A discussão ganharia nova dimensão e colorido, se levássemos em conta que a palavra Reforma admitiria usos contrários, pelo menos entre os séculos XIV e XIX. O sociólogo Raymond Williams observou que: O verbo reform (reformar) entrou na língua inglesa no S14, vindo da percursora imediata reformer, do francês antigo, e de reformare, do latim (formar novamente). Na maioria de seus primeiros usos, é muito difícil distinguir entre os dois sentidos latentes: (i) restaurar a forma original; (ii) converter em uma forma nova. […] Na luta pela representação parlamentar, reforma transformou-se em um termo radical (cf. reforma radical desde o S18) e os reformistas parlamentares, que haviam sido sutis (um termo nada bondoso), já em 1641 estavam em correspondência com os jacobinos e eram vistos como reformistas violentos (com o significado de “ardentes”) por Lady Granville, em 1830.
 
Ora, é justamente a ambiguidade do termo Reforma que permite questionar, também no plano semântico, as chamadas “Reformas” que, sazonalmente, costumam ser levadas a termo em nosso país. O leitor minimamente sério conhece vários capítulos de nossa história, tocada quase sempre sob o signo da violência – seja ela aplicada física, mental ou verbalmente.
 
Por que aceitamos nomear os ataques aos direitos básicos (que prejudicam em especial a população mais carente, menos assistida e com menores oportunidades de estudar, trabalhar, cuidar da saúde, ter moradia digna, transporte decente) como Reformas?
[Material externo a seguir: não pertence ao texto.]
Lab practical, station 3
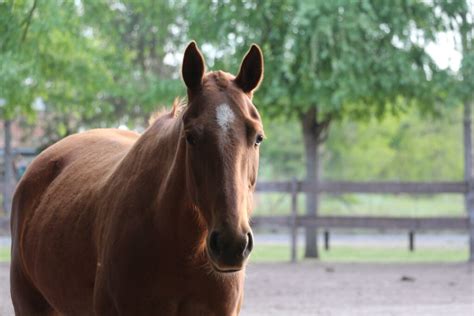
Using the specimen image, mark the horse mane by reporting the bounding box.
[148,97,188,126]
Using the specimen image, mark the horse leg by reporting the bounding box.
[10,258,55,316]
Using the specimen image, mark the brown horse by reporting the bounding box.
[11,42,263,316]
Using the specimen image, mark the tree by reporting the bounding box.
[184,0,456,257]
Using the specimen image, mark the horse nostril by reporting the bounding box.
[209,232,221,256]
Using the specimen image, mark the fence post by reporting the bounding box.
[290,178,298,263]
[324,229,330,251]
[408,230,415,252]
[463,101,474,262]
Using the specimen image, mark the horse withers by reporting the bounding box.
[11,42,264,316]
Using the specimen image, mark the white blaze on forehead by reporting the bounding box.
[216,103,235,133]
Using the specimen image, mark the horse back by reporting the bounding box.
[11,129,139,314]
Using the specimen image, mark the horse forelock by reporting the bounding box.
[148,97,187,126]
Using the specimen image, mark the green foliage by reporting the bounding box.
[259,107,463,181]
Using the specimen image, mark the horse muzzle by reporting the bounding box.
[207,230,253,273]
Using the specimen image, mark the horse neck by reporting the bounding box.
[111,115,206,257]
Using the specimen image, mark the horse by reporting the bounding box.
[10,42,264,316]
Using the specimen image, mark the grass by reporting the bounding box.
[251,245,469,263]
[0,245,468,263]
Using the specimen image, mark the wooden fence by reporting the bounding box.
[252,180,474,262]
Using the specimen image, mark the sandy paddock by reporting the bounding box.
[0,262,474,316]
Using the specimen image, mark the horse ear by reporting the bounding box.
[181,41,205,90]
[235,44,263,93]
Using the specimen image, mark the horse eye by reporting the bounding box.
[186,133,196,146]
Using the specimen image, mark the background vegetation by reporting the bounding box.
[0,0,474,256]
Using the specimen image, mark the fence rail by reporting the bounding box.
[257,181,468,194]
[252,215,469,231]
[252,180,474,262]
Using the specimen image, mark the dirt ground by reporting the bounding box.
[0,262,474,316]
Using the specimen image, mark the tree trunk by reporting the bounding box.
[3,120,14,216]
[301,107,320,258]
[463,101,474,262]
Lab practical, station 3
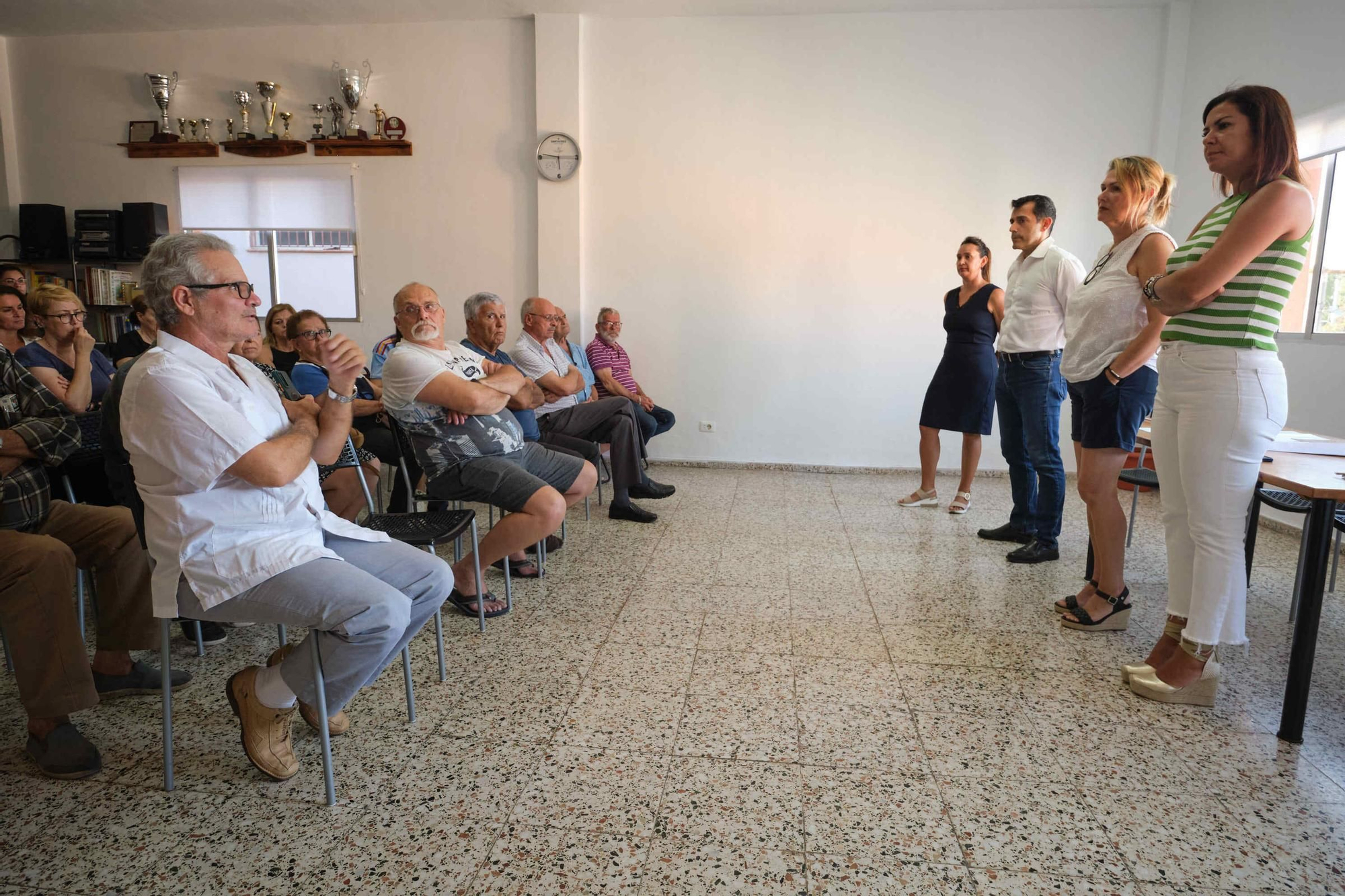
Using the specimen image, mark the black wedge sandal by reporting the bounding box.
[1052,579,1098,615]
[1060,585,1131,631]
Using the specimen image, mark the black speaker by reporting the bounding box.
[19,203,70,261]
[121,202,168,258]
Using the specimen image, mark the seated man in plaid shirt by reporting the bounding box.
[0,348,191,778]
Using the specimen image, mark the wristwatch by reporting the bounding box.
[1142,272,1167,305]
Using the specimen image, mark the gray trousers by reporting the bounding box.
[537,395,644,489]
[178,533,453,716]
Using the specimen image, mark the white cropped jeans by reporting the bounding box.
[1153,341,1289,645]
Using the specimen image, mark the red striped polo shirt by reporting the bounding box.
[584,336,640,398]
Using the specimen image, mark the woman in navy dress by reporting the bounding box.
[897,237,1005,514]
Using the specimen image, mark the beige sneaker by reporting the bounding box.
[266,645,350,737]
[225,666,299,780]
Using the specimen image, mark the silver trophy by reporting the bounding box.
[257,81,280,140]
[332,59,374,137]
[234,90,257,140]
[327,97,346,140]
[145,71,178,142]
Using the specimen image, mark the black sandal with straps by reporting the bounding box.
[1052,579,1098,615]
[1060,587,1131,631]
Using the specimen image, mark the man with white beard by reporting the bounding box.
[383,282,597,616]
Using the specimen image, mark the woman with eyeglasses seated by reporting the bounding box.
[285,309,385,521]
[15,282,117,413]
[1056,156,1177,631]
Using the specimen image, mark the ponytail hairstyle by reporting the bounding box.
[1107,156,1177,227]
[1200,85,1303,196]
[958,237,990,282]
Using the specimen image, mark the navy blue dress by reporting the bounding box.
[920,282,999,436]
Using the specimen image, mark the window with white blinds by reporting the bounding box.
[178,165,359,320]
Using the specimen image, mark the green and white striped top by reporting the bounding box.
[1162,192,1313,351]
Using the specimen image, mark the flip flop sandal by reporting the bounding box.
[448,588,508,619]
[491,557,542,579]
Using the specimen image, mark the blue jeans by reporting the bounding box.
[995,351,1065,548]
[631,401,677,444]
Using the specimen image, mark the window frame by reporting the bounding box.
[1275,147,1345,345]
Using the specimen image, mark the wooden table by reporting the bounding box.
[1137,421,1345,744]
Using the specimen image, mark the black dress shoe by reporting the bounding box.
[976,524,1032,545]
[629,479,677,499]
[1007,538,1060,564]
[607,490,659,522]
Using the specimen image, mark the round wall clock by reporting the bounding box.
[537,132,580,180]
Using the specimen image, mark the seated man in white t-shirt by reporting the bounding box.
[383,282,597,616]
[120,233,452,780]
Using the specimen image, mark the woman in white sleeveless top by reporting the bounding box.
[1056,156,1176,631]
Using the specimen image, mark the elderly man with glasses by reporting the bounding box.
[120,233,453,780]
[584,308,677,444]
[383,282,597,608]
[514,296,677,524]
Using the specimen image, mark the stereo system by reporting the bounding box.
[19,202,168,261]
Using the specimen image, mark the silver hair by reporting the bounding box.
[140,233,234,329]
[463,292,504,320]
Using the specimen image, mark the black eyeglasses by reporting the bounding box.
[1084,249,1116,282]
[182,280,253,298]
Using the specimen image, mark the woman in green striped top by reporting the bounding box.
[1123,86,1313,706]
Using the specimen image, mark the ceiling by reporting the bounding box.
[0,0,1166,36]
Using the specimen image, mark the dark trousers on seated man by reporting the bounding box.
[631,401,677,444]
[995,350,1065,559]
[537,397,675,522]
[0,501,159,719]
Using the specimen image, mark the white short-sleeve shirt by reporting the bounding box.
[510,331,580,417]
[121,329,389,618]
[995,237,1084,352]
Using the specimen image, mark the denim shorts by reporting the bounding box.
[429,441,585,513]
[1069,367,1158,451]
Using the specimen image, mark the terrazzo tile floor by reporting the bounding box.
[0,467,1345,896]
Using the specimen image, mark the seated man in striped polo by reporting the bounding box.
[584,308,677,444]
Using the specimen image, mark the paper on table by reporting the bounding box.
[1270,429,1345,458]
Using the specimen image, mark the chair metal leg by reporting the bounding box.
[1328,530,1341,595]
[472,517,492,634]
[75,569,85,641]
[159,619,174,790]
[402,645,416,723]
[308,631,336,806]
[1289,518,1307,622]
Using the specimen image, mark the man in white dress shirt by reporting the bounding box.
[976,194,1084,564]
[120,233,453,780]
[512,296,677,524]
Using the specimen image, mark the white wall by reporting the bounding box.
[1173,0,1345,434]
[0,19,537,350]
[581,8,1165,469]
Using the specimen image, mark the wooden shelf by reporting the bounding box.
[219,140,308,159]
[308,137,412,156]
[117,140,219,159]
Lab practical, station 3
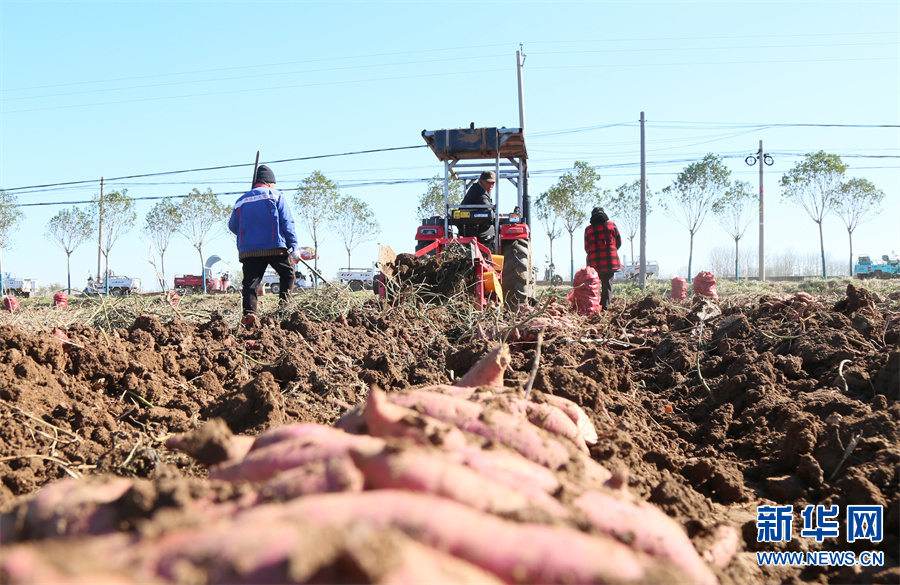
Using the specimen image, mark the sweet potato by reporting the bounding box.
[703,524,741,569]
[238,490,689,583]
[0,478,132,544]
[475,393,589,454]
[573,491,717,584]
[543,394,597,445]
[351,449,569,518]
[390,391,569,470]
[453,343,512,388]
[447,445,561,494]
[209,433,384,481]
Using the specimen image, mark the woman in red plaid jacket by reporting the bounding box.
[584,207,622,311]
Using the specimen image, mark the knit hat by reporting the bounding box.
[253,165,275,184]
[591,207,609,224]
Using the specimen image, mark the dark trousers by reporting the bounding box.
[597,270,616,311]
[241,254,294,315]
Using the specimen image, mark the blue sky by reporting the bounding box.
[0,0,900,288]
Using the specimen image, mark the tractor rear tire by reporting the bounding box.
[500,240,531,310]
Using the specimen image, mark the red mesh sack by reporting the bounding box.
[694,270,719,299]
[670,276,687,301]
[3,296,19,313]
[53,292,69,307]
[566,266,601,315]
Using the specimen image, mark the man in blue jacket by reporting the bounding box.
[228,165,300,327]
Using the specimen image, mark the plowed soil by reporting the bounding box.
[0,284,900,584]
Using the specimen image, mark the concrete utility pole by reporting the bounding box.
[632,112,647,290]
[735,140,775,281]
[97,177,105,280]
[512,43,531,228]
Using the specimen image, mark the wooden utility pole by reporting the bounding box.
[632,112,647,290]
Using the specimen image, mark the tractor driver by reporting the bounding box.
[459,171,497,248]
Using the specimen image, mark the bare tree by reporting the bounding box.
[177,187,231,294]
[144,199,181,290]
[44,206,94,291]
[834,177,884,276]
[660,154,731,282]
[534,185,562,282]
[601,179,652,262]
[712,181,759,280]
[553,161,600,284]
[294,171,340,271]
[93,189,137,281]
[781,150,847,278]
[332,195,381,269]
[0,189,24,295]
[416,175,463,220]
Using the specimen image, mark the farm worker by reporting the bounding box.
[584,207,622,311]
[459,171,497,248]
[228,165,300,327]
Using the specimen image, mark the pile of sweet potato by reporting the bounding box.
[0,346,727,584]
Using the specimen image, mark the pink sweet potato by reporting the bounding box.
[209,433,384,481]
[447,445,561,495]
[476,393,589,454]
[0,478,133,544]
[453,343,512,389]
[544,394,597,445]
[703,524,741,569]
[353,449,569,518]
[243,490,689,583]
[389,391,569,470]
[573,491,717,585]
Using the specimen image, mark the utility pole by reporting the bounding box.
[516,43,531,228]
[97,177,105,280]
[735,146,775,282]
[632,112,647,290]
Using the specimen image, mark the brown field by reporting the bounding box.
[0,279,900,584]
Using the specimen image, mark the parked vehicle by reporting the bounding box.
[82,275,141,297]
[337,262,380,291]
[3,272,40,299]
[853,254,900,280]
[388,124,535,310]
[613,262,659,280]
[174,255,237,295]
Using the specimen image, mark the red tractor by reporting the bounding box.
[379,126,534,308]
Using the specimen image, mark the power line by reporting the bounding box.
[4,144,428,193]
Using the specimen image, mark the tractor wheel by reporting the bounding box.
[500,240,531,309]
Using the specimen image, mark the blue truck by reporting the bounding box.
[853,254,900,280]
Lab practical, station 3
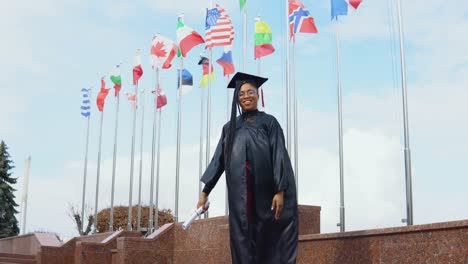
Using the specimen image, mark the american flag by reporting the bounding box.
[81,88,91,118]
[205,4,234,48]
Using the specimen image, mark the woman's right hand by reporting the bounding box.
[197,192,208,211]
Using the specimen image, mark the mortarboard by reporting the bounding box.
[227,72,268,88]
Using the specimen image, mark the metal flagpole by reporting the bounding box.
[204,0,213,218]
[284,0,291,152]
[198,84,205,214]
[94,108,104,232]
[336,17,345,232]
[21,156,31,235]
[397,0,413,225]
[109,93,120,231]
[81,89,91,231]
[154,108,162,228]
[174,57,184,223]
[204,48,213,218]
[137,89,145,231]
[292,36,299,194]
[148,67,159,232]
[127,83,138,230]
[242,4,247,72]
[224,74,229,215]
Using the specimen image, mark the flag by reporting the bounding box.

Eis o post em rede social atribuído ao presidente da República, minutos após a votação vitoriosa (para quem?) do texto-base que embasa a tal Reforma: “O Brasil está cada vez mais próximo de entrar no caminho do emprego e da prosperidade”.
 
Recapitulemos. O primeiro gesto de resistência seria questionar o emprego de determinadas palavras em lugar de outras. O segundo ato seria relembrar que a famigerada Reforma da Previdência (aprovada no dia 10 de julho de 2019, em primeiro turno) sucedeu a Reforma Trabalhista, levada a termo durante o governo de Michel Temer.